Mapudungun is today a minority language that struggles to survive in a land where Spanish has become hegemonic. As a country founded by colonizers, Chile’s modern culture is dominated by a criollo life style. When Caviglia started to write this novel, materials about Mapudungun were scarce, if not impossible to find. Grammar books, dictionaries, or any written Mapudungun were real jewels. Moreover, at that time there wasn’t any standard orthography, which means that every single person wrote Mapudungun haphazardly, as they could. Writers tried to deal with the phonology of Mapudungun (which is very different from that of Spanish) while at the same time attempting to represent it by adopting Spanish orthographic rules—the only language they knew to write. I cannot but admire Caviglia for his work, not only because he introduced Mapudungun in his text, but also because he did it at a time when it seemed impossible. He did such a wonderful job, that his orthography is almost identical to the newborn “alfabeto mapuche unificado” (unified Mapuche alphabet), which is an attempt by professional linguists to standardize this language’s orthography.

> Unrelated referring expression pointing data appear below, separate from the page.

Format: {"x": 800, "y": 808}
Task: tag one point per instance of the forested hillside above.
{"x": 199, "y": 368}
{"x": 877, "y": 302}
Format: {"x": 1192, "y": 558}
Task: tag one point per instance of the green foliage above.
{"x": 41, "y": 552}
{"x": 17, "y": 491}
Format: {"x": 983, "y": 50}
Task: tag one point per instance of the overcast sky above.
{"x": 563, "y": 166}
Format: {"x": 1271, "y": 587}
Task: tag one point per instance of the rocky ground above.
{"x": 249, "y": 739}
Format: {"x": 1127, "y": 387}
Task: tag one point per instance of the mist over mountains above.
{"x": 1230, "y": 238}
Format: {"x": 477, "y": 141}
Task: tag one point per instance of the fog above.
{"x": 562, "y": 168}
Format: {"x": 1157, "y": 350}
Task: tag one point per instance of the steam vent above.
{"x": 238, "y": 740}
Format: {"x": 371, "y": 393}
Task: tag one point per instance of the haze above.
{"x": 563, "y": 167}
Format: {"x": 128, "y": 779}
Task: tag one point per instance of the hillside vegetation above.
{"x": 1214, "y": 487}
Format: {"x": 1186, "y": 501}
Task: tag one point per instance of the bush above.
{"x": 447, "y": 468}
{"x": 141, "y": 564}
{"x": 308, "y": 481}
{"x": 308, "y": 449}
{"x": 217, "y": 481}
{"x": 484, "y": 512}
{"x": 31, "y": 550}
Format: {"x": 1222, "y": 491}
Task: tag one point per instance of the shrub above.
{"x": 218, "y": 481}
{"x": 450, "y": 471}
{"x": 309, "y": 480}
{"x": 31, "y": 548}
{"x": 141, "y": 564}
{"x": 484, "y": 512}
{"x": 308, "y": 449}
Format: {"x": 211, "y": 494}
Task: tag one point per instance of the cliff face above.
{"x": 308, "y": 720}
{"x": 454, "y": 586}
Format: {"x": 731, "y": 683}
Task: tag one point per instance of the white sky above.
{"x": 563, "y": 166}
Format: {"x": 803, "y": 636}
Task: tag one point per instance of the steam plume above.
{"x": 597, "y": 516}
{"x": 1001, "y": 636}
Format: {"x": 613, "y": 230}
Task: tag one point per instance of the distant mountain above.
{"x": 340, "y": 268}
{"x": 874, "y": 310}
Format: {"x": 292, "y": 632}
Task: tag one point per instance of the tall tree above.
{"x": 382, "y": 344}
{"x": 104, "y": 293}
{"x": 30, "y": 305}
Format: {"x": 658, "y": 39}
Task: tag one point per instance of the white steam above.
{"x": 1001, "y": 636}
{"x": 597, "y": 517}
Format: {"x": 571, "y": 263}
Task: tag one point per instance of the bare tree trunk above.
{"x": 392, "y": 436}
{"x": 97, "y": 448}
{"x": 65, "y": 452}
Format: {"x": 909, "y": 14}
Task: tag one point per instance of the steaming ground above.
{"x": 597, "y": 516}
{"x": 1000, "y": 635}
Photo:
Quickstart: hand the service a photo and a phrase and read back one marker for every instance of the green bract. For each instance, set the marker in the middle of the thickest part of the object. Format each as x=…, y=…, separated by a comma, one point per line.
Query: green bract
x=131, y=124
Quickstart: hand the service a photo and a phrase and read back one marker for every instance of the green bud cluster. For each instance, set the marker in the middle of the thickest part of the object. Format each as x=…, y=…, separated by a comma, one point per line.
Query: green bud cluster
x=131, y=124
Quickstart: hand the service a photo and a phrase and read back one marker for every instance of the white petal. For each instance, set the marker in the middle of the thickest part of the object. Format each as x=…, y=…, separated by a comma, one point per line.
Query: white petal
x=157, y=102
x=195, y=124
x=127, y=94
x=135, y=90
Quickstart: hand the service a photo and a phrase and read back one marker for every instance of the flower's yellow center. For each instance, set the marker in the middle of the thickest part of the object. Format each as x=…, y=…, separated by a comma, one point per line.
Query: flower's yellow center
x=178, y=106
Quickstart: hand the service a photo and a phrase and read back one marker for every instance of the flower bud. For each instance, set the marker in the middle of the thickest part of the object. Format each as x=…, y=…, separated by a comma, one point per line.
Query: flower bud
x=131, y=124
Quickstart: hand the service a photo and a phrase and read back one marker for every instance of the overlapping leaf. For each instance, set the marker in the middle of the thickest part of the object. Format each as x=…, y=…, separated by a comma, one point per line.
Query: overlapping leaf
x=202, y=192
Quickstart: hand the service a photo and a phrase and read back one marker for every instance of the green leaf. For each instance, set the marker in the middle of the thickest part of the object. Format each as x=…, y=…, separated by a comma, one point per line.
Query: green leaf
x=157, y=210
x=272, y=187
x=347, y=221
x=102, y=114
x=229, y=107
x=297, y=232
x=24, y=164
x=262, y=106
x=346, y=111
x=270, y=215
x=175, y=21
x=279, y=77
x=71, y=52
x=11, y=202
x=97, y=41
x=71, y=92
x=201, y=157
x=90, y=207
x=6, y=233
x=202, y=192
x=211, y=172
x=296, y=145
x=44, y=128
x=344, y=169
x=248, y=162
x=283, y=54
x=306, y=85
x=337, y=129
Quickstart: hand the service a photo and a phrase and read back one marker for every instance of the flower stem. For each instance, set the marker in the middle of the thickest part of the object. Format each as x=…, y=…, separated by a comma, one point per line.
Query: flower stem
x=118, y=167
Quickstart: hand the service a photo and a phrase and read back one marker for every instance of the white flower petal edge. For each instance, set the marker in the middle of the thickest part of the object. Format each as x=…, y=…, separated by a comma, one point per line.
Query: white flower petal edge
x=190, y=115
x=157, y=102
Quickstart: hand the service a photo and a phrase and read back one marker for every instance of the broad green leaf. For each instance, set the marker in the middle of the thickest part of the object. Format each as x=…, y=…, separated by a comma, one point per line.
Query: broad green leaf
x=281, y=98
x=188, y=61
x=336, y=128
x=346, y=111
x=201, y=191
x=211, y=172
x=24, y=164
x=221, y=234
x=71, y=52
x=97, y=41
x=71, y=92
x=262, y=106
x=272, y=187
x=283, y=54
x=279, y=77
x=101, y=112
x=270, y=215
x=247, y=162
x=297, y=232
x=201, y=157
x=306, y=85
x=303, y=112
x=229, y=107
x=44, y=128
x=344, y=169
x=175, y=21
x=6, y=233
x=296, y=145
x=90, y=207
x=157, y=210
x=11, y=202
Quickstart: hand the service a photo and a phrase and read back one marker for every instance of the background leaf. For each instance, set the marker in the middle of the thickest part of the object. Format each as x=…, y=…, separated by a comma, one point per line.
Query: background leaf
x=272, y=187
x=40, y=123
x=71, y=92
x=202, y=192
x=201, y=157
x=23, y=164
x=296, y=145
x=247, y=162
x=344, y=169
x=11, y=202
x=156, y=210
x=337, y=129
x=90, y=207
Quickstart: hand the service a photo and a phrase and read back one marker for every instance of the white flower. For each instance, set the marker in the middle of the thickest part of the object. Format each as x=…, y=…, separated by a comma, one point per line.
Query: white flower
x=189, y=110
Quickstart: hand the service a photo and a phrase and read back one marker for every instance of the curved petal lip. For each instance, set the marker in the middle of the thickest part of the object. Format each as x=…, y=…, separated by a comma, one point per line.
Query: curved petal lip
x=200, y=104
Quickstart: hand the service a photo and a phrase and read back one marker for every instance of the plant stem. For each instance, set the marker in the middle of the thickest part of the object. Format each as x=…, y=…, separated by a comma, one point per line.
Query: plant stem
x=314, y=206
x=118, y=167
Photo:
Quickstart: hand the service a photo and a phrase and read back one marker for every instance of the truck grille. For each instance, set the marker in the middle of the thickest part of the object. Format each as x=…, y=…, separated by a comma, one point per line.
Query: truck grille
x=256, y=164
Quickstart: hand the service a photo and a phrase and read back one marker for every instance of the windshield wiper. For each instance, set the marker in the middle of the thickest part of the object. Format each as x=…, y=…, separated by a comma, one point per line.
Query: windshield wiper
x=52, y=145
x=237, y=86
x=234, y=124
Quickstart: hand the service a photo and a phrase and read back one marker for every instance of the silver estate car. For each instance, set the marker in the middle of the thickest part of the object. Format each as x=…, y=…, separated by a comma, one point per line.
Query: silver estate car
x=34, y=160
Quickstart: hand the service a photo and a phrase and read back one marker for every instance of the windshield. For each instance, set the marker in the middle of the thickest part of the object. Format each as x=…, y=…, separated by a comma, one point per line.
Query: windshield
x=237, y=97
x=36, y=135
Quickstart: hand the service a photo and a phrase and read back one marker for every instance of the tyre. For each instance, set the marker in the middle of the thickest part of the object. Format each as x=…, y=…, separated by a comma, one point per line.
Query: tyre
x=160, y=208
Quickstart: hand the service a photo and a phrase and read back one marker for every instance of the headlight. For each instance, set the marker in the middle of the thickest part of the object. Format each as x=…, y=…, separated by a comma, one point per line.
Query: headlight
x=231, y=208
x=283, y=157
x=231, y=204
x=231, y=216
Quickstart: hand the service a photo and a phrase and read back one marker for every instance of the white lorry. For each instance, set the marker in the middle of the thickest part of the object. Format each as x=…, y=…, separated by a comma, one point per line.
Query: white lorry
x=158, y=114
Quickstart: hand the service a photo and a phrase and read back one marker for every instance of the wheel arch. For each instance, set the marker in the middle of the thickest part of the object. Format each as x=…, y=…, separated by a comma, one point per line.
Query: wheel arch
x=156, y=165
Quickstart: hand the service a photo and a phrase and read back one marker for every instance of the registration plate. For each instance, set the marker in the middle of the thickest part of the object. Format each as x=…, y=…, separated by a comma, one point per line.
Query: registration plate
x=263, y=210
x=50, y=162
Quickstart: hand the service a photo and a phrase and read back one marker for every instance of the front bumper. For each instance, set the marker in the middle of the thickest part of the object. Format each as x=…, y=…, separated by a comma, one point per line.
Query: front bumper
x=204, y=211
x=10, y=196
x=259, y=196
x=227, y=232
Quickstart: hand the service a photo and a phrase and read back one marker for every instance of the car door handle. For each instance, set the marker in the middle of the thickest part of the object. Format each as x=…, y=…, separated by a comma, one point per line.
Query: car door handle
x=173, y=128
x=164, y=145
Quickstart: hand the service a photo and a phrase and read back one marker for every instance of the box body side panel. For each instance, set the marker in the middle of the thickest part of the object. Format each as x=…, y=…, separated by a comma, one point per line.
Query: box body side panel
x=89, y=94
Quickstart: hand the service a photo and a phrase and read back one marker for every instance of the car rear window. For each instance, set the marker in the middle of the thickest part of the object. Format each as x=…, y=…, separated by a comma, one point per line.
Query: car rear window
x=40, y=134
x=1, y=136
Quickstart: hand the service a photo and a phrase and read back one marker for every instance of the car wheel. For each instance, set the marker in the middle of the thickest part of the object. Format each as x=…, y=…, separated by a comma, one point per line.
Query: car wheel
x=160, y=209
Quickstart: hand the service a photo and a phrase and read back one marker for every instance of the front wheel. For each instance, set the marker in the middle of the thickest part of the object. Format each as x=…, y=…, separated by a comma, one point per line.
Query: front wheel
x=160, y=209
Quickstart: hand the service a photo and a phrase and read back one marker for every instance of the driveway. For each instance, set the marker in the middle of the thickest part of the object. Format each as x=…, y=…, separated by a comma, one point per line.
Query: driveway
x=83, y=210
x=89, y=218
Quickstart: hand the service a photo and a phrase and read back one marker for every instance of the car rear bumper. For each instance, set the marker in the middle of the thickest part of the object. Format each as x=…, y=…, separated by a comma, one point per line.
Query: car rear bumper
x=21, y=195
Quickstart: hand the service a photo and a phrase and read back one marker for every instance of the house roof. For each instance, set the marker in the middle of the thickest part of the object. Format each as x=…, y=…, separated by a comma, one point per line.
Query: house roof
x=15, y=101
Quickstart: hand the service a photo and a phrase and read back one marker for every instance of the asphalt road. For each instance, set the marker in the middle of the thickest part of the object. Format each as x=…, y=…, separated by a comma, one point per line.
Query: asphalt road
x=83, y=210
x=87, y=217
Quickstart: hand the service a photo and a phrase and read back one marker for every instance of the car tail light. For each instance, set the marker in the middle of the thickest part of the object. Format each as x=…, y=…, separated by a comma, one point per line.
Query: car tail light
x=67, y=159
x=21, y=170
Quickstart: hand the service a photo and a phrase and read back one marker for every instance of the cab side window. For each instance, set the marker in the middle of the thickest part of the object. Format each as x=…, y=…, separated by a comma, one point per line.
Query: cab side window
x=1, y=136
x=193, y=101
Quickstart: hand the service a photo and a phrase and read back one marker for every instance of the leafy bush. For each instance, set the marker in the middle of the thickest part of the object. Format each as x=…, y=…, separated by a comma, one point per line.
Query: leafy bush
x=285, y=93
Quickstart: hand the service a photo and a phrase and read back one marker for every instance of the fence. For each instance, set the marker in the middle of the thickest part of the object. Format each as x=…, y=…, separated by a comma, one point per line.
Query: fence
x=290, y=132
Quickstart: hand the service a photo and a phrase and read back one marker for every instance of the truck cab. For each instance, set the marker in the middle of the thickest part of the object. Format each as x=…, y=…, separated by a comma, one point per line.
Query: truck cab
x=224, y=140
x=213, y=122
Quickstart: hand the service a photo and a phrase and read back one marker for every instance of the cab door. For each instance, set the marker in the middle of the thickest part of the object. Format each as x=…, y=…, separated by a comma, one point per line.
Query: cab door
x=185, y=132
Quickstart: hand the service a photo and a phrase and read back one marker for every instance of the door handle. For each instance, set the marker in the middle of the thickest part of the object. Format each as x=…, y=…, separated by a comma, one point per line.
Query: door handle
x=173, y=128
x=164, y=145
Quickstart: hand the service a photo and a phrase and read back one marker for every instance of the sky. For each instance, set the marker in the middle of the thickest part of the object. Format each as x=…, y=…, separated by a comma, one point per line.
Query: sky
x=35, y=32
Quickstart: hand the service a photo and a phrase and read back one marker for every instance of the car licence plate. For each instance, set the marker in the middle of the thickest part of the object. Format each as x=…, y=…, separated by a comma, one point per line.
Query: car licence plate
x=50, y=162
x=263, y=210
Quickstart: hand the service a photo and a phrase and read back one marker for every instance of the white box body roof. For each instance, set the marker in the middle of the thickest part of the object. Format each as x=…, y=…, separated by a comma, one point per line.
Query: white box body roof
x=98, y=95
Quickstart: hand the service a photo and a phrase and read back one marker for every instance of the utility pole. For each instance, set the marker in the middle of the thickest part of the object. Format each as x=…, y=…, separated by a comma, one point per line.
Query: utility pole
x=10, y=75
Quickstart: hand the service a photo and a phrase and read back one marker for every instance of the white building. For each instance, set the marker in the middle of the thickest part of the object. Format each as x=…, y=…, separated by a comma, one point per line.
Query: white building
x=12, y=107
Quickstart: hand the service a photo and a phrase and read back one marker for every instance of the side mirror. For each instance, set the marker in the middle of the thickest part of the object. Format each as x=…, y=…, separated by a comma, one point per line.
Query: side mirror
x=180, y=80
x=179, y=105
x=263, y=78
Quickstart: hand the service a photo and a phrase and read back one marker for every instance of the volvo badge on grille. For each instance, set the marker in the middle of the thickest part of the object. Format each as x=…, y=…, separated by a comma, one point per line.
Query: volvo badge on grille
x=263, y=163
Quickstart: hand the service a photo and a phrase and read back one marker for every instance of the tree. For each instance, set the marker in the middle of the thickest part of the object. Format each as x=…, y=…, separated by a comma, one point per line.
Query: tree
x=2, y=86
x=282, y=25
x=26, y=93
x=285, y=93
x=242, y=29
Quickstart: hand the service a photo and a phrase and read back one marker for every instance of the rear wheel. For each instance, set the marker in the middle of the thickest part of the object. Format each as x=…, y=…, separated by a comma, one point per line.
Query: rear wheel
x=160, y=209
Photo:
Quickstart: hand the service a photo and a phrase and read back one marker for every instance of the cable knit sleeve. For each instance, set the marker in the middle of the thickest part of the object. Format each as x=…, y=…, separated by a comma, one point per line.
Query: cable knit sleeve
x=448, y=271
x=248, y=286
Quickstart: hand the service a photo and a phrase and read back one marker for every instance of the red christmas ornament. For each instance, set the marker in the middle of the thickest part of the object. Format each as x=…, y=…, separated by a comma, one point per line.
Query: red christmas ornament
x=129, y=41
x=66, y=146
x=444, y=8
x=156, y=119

The history of written Mapudungun began in 1606, when the first grammar was written by Luis de Valdivia—a Jesuit—with clear evangelistic intentions. As terrible as it might sound, this text represents a cultural revolution, since for the first time it treats the Mapuche as people having a soul, implying that they deserve to be converted to the faith of God instead of being treated like sub-human creatures. And indeed, religious institutions played a central role in alleviating the cruelty of the genocide taking place. During the centuries that followed numerous works were written about Mapudungun. From the early 17th until the early 20th century, there was a rich tradition of Mapudungun grammarians and researchers, always with the intention of religious conversion. However, this did not prevent the Mapuche from preserving their culture until these days. As the brave weychafe (warriors) and kim che (sage people) that they always have been, they have managed to resist everything.
John Caviglia’s book is a true homage to the Mapuche people. This great story will make you feel the storm that was the encounter of two completely different worlds, and the epic quality of this war that lasted for centuries, and still continues. I am sure that this will also motivate people to get closer to Mapuche culture and language, or at least to make them know that they exist. I can only say: Marichi wew, John, amulepe ta mi nütram! (ten times we will win, John, let your story continue!)